The long pause after that sentence is getting to be insulting.
“… that an entire universe of wondrous entities hovers just outside the reach of our hearts and minds?”
And with the defunding of the NASA programs, they can just stay out there hovering undiscovered to their hearts’ content.
“Have you heard of astral projection, Louie?”
Her baby blue gaze leaves the heavens to finally focus again on my lowly self.
“Uh, yeah.” Hey. I am the quintessential dude on the street and the Strip, supposed to be a hip cat up on every new wrinkle in this old town. I need to step up to protect my rep. “I hear that some venues are using holograms of dead superstars like Elvis as tourist attractions. Boogie with Bogey. Get down with James Dean. Mambo with Marilyn.”
“Not holograms, Louie! You have such an impossibly material soul.”

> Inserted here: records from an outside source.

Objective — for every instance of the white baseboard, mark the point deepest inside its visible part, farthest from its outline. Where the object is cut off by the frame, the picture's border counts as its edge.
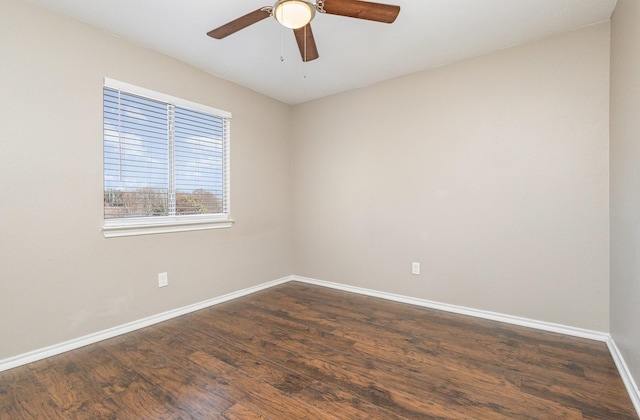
(625, 374)
(45, 352)
(494, 316)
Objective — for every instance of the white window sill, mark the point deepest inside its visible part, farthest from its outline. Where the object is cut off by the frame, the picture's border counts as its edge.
(114, 228)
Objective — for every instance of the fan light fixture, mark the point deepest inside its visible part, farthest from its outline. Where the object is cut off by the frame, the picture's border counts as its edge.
(293, 14)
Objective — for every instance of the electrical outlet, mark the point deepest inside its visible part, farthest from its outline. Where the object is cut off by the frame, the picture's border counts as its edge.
(163, 279)
(415, 268)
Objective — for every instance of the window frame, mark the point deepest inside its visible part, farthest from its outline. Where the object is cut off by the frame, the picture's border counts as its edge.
(132, 226)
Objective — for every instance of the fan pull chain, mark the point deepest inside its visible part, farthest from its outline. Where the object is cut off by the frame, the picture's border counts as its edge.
(304, 62)
(282, 43)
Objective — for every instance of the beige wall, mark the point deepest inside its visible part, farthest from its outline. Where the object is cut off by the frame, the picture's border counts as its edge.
(492, 172)
(625, 181)
(59, 277)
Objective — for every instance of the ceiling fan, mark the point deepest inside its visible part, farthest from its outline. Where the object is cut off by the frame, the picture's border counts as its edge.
(297, 15)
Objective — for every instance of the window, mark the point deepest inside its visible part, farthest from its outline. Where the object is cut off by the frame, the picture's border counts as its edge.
(166, 163)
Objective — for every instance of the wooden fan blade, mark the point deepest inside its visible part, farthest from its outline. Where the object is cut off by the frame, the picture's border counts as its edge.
(378, 12)
(240, 23)
(308, 49)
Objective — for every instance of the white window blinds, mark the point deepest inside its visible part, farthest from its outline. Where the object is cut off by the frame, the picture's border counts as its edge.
(162, 158)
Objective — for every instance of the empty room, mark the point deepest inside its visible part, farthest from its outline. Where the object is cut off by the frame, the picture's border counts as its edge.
(320, 209)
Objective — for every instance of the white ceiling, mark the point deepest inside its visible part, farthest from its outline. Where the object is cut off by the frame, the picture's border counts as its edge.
(353, 53)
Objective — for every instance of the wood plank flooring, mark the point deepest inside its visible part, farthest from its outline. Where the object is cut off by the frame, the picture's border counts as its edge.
(300, 351)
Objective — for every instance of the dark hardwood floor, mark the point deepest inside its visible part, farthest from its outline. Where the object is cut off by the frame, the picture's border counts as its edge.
(299, 351)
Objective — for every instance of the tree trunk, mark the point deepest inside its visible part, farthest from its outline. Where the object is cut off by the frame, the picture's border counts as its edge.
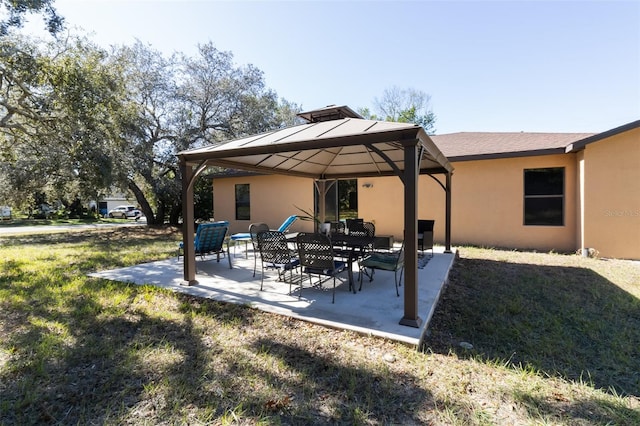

“Holograms are not material. You cannot get more ethereal than being a projected image of yourself.”
“Actually, these crass entertainment technologies do touch on the magic of astral projection. I never need to leave my simple home here at the Circle Ritz—”
“I hear Miss Electra Lark,” I say, “has endowed an entire cat shelter to ensure you have ‘most favored nation’ status there should she exit for eternity before you do.”
Karma sighs. Yes. Like a dog. “That is a sweet but useless gesture. I am the result of a thousand reincarnations. My heart will go on.”
Apparently, the ditsy New Age brain too.
Karma is now subtly swaying as a deep purr vibrates her entire body to the ends of the long fine hairs in her ears.
I long to tell her that humans have clever battery-run devices to clear that clutter.
“Before many days are past,” Karma warns in her lowest, most annoying tone of superior knowledge, “you will see signs and portents in the Las Vegas night sky.”
Right, the Treasure Island curbside volcano spitting fake fire far into the dry desert air.
“You will face alien abduction.…”
“That already happened to me in Chicago, where the mob is an entire other species of lame.”
“You will dance with the dead down a ten-story mountain.…”
Manx, is this lady on another plane, probably a discontinued SST! Nobody measures mountains in stories, but in feet.
Karma condescends to slit open one peeper. “That is a metaphor, Louie.”